Perang Badar adalah salah satu perang yang dianggap penting pada masa awal perkembangan agama Islam.
Dalam perang itu Rasulullah Muhammad SAW bersama ratusan umat Islam di Madinah berjuang mempertahankan eksistensi menghadapi serangan kaum kafir Quraisy dari Mekkah yang jumlahnya tiga kali lipat lebih besar. Jika kalah maka umat Islam dan agama Islam mungkin akan punah untuk  selamanya.
Sulit sekali memahami analogi Perang Badar kala itu dengan Pemilihan Gubernur DKI.
Di pihak Anies Baswedan yang didukung Amien Rais terdapat banyak umat non muslim sedangkan di barisan lawan beratnya, Basuki Tjahaja Purnama yang non muslim, juga terdapat banyak pendukung dari kalangan umat Islam.
Konteksnya adalah memilih pemimpin daerah secara administratif, bukan perang antara pihak muslim di satu sisi dengan kaum kafir di sisi yang lain.

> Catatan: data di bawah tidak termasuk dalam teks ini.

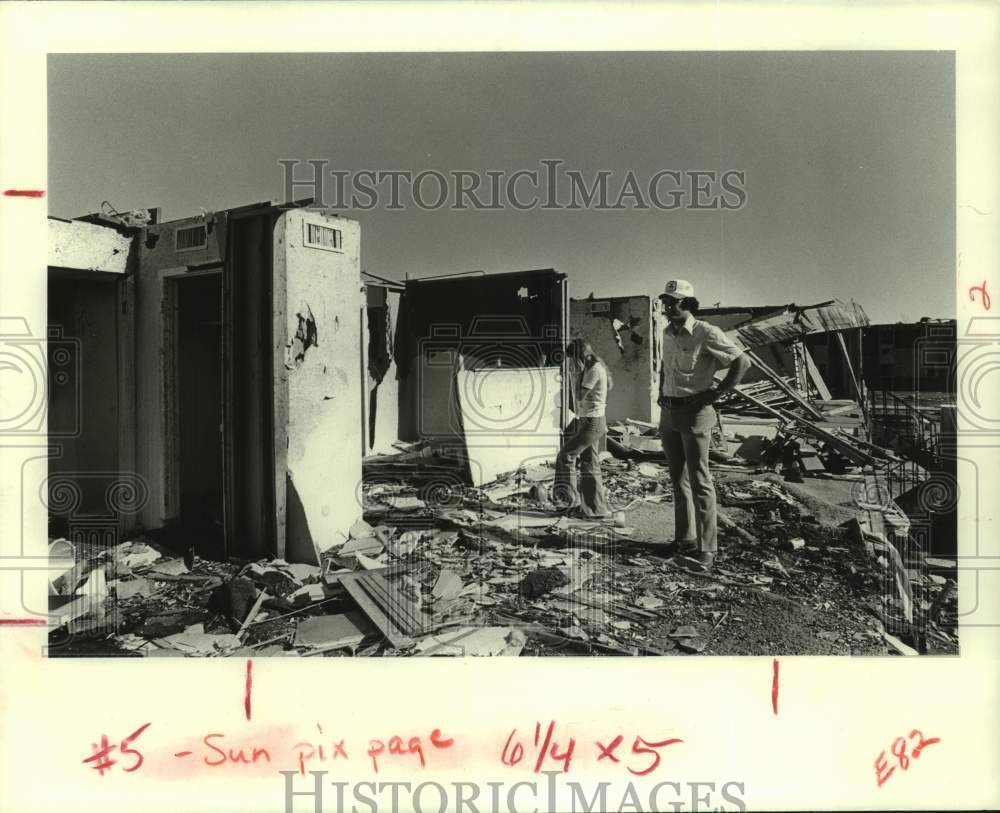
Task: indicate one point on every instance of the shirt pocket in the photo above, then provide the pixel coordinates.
(687, 358)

Agak aneh memang, sebagai akademisi Prof. Amien Rais tidak mendorong publik untuk menggunakan wacana intelektual dalam memahami realitas politik. Dosen ilmu politik UGM ini sekarang cenderung menggunakan kalimat ofensif yang lebih pendek alih-alih mengedepankan argumentasi, data, dan fakta dalam beradu gagasan dengan lawan politiknya.
Sejak sekitar akhir tahun 90-an, Amien Rais mulai dikenal lewat tulisan-tulisannya yang kritis  di koran atau majalah. Lewat media cetak, pendiri PAN ini mengajak publik berpikir mengapa rezim orde baru harus ditumbangkan.
Sekarang, ketika era digital semakin menuntut kecepatan bertindak, cara-cara dan laku berpikir tertib tampak sudah ditinggalkannya.
Kerja mencerdaskan rakyat di dunia politik dengan mendorong penggunaan akal sehat memang kurang popular dan butuh kerja keras. Tidak semua politisi punya cukup waktu dan kesabaran merintis jalan terjal ini.
Dengan #2019pilpresceria semoga Mahfud MD bersama tokoh-tokoh lainnya mampu memberi warna pesta demokrasi kita dengan nuansa yang lebih cerdas dan beradab. Semoga.